Stecca Bread Recipe
Have ever tried Stecca? Last summer on a Southern excursion, I was turned on to it at the Swamp Rabbit Cafe. They are famous for it. It’s perfectly salty, oily and yeasty, and crunchy on the outside. It’s yummy for sandwiches; perfect for dipping in olive oil. Honestly, my family generally eats most of it before it even cools off unless I hide it immediately.
I inherited my love of making bread from my Mom. She probably started baking it when she was about my age, which everybody on Instagram knows is 50. She started with a simple cuban bread and developed into adding savory spices or eggs for a luscious challah.
I promise. It’s SUPER easy. It doesn’t require an electric bread maker or stand-up mixer. Hand mixing is the correct process and doesn’t require much strength. It is also forgiving. At times, my dough hasn’t fulfilled the recipe description and it still tasted AMAZING.
It does take time to rise, so do plan ahead.Prep time
20 hours + 30 mins
- 3 cups (400 grams) bread flour
- ½ teaspoon table salt
- ¾ teaspoon sugar
- ¼ teaspoon instant or other active dry yeast
- 1½ cups (350 grams) cool 55-65F water
- additional flour for dusting
- 20 pieces of the any combination of following: whole garlic cloves, whole olives, halved cherry tomatoes (optional)
- ¼ cup extra virgin olive oil
- ¾ teaspoon coarse sea salt or kosher salt
You’ll notice there isn’t very much yeast. It’s not a full packet. Just more time...
MINUS 12-20 HOURS:
In a medium bowl, stir together the flour, table salt, sugar and yeast. Add the water and, using a wooden spoon or spatula, mix until you have a wet, sticky dough, about 30 seconds. Cover the bowl and let sit at room temperature until the surface is dotted with bubbles and the dough is more than doubled in size, 10 to 18 hours (up to 24 hours if you have a cold home.
MINUS 3 HOURS:
When the first rise is complete, generously dust a work surface with flour. Use a bowl scraper or rubber spatula to scrape the dough out of the bowl in one piece. Fold the dough over itself to her three times and gently shape it into a somewhat flattened ball. Brush the surface of the dough with some of the olive oil and sprinkle with ¼ teaspoon of the coarse salt (which will gradually dissolve on the surface).
- Grab a large bowl (large enough to hold the dough when it doubles in size. you could also use a large pot) and brush the insides of the bowl with olive oil. Gently place the dough, seam side down into the bowl. Cover bowl with a towel. Place in a warm spot to rise for 1 to 2 hours. The dough is ready when it is almost doubled. When you poke it with your finger, it should hold the impression. If it springs back, let it rise for another 15 minutes.
- Half an hour before the end of the second rise, pre-heat the oven to 500F, with a rack in the center. Oil a 13″ x 18″ x 1″ baking sheet. (I use a ciabatta pan and split it into havles. I have also put it into loaf pans. They all work.)
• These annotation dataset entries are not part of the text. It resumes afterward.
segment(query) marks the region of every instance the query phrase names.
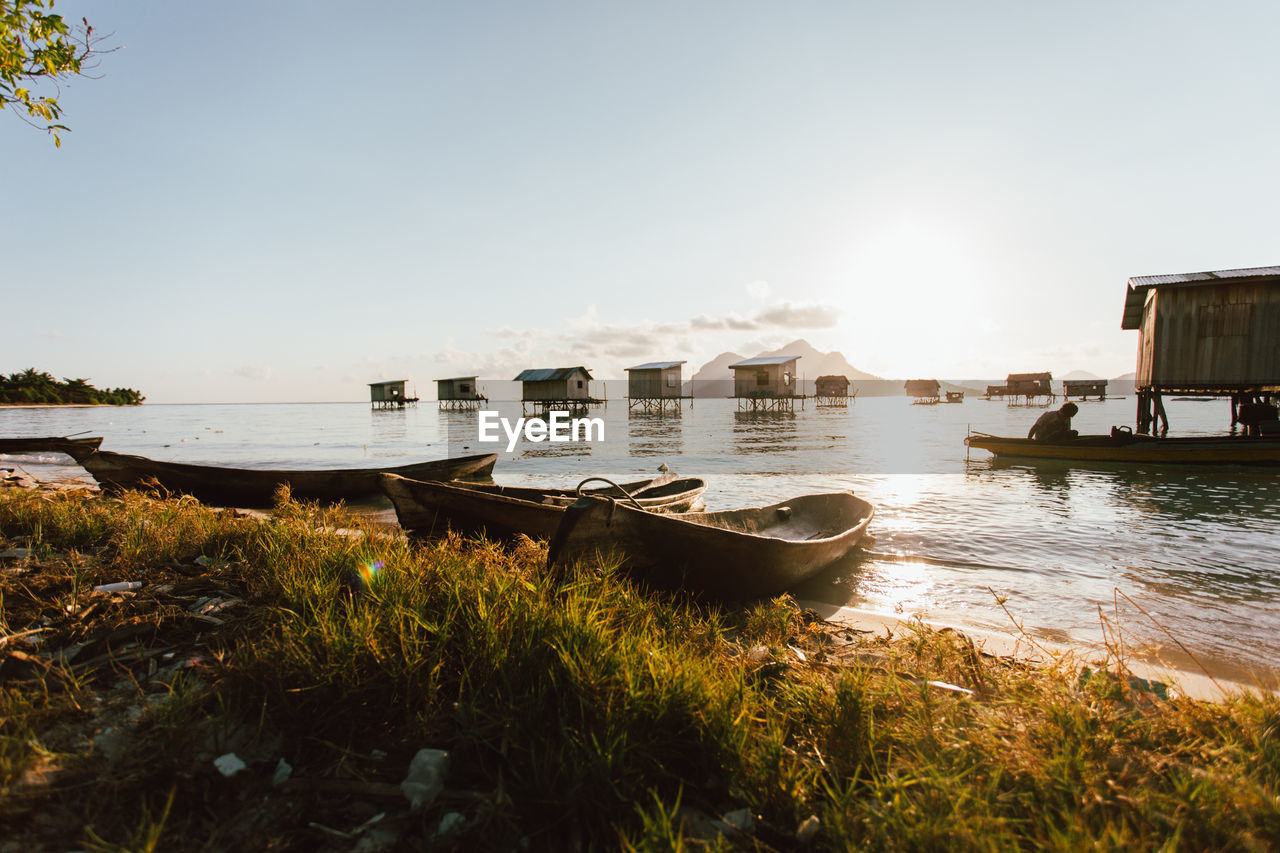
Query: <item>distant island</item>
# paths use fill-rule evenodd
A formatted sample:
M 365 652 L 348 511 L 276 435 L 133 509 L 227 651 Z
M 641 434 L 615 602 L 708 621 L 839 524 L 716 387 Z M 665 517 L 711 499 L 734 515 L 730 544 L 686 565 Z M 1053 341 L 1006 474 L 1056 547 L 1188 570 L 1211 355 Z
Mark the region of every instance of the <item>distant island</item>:
M 132 388 L 100 391 L 88 379 L 58 382 L 35 368 L 8 377 L 0 373 L 0 406 L 137 406 L 143 400 Z

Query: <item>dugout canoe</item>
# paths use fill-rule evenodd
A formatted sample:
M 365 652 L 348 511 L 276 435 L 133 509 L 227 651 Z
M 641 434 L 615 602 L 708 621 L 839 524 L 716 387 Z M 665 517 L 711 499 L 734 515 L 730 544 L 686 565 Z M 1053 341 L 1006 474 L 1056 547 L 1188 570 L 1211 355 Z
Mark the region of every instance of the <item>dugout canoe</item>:
M 617 561 L 648 583 L 714 598 L 780 593 L 845 557 L 874 508 L 852 492 L 771 506 L 655 515 L 625 500 L 586 496 L 564 510 L 548 566 Z
M 102 444 L 101 435 L 67 438 L 64 435 L 31 435 L 0 438 L 0 453 L 67 453 L 77 461 Z
M 416 538 L 453 530 L 492 539 L 512 539 L 520 534 L 549 539 L 564 507 L 577 500 L 576 489 L 422 483 L 396 474 L 384 474 L 381 482 L 401 526 Z M 664 474 L 652 480 L 623 483 L 622 488 L 648 511 L 685 512 L 701 505 L 707 483 Z M 622 494 L 612 485 L 596 493 Z
M 974 433 L 965 444 L 1000 459 L 1152 465 L 1280 465 L 1280 438 L 1247 435 L 1079 435 L 1042 442 Z
M 288 483 L 294 498 L 352 501 L 381 494 L 379 476 L 387 473 L 420 480 L 492 480 L 497 453 L 460 456 L 397 467 L 338 467 L 270 470 L 163 462 L 145 456 L 97 451 L 79 460 L 104 491 L 157 484 L 168 492 L 191 494 L 223 506 L 271 506 L 275 491 Z

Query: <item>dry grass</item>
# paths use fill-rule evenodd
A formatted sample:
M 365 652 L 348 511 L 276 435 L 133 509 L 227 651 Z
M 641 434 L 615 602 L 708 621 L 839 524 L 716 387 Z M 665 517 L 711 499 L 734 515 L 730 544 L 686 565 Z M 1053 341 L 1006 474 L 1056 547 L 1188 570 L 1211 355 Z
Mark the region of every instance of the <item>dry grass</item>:
M 12 849 L 1280 844 L 1270 697 L 1162 701 L 954 631 L 861 637 L 787 599 L 723 610 L 608 567 L 548 574 L 535 543 L 412 546 L 287 500 L 261 523 L 9 489 L 0 551 L 15 546 Z M 92 592 L 118 580 L 143 585 Z M 411 813 L 398 783 L 422 747 L 451 771 Z M 247 763 L 230 779 L 212 765 L 228 752 Z

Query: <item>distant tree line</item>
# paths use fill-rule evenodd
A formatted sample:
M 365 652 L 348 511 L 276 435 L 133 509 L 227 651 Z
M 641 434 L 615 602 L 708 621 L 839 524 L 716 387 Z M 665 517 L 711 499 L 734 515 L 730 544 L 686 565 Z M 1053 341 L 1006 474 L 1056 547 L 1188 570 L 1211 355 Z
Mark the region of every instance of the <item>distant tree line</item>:
M 88 379 L 58 382 L 47 373 L 27 368 L 22 373 L 0 373 L 0 403 L 87 403 L 137 406 L 146 397 L 132 388 L 99 391 Z

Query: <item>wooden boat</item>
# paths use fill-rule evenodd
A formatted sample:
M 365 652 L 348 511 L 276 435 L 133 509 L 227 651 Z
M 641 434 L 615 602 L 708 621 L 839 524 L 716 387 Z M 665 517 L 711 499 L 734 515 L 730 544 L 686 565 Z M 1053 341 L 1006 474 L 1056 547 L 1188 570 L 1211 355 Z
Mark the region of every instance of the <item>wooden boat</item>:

- Cut the dough into halves or quarters. Gently stretch each piece evenly into a long, thin, baguette shape approximately the length of the pan. Place on the pan, leaving about 1 inch between the loaves. Here’s where you embed the garlic cloves, olives or cherry tomatoes into the loaves, about five pieces per loaf. Just tuck it in and pinch the pockets closed. Drizzle, tab or brush olive oil on each loaf. Sprinkle sea salt or kosher salt over each loaf, remember to go light on the olive loaf since the olives are salty.
MINUS 30 MINUTES:
Bake For 15 to 25 minutes, until the crust is golden brown. Cool on a pan for five minutes, then use a spatula to transfer the baguette to a rack to cool thoroughly.
- Note: The baguette may become a bit soggy in just a few hours because of the salt on the surface. If that happens, reheat the loaves in a hot oven until crisp.
NOTE: The Alabama Sawyer walnut bread boxes are not secure against families stealing baked goods. In fact, it may encourage it.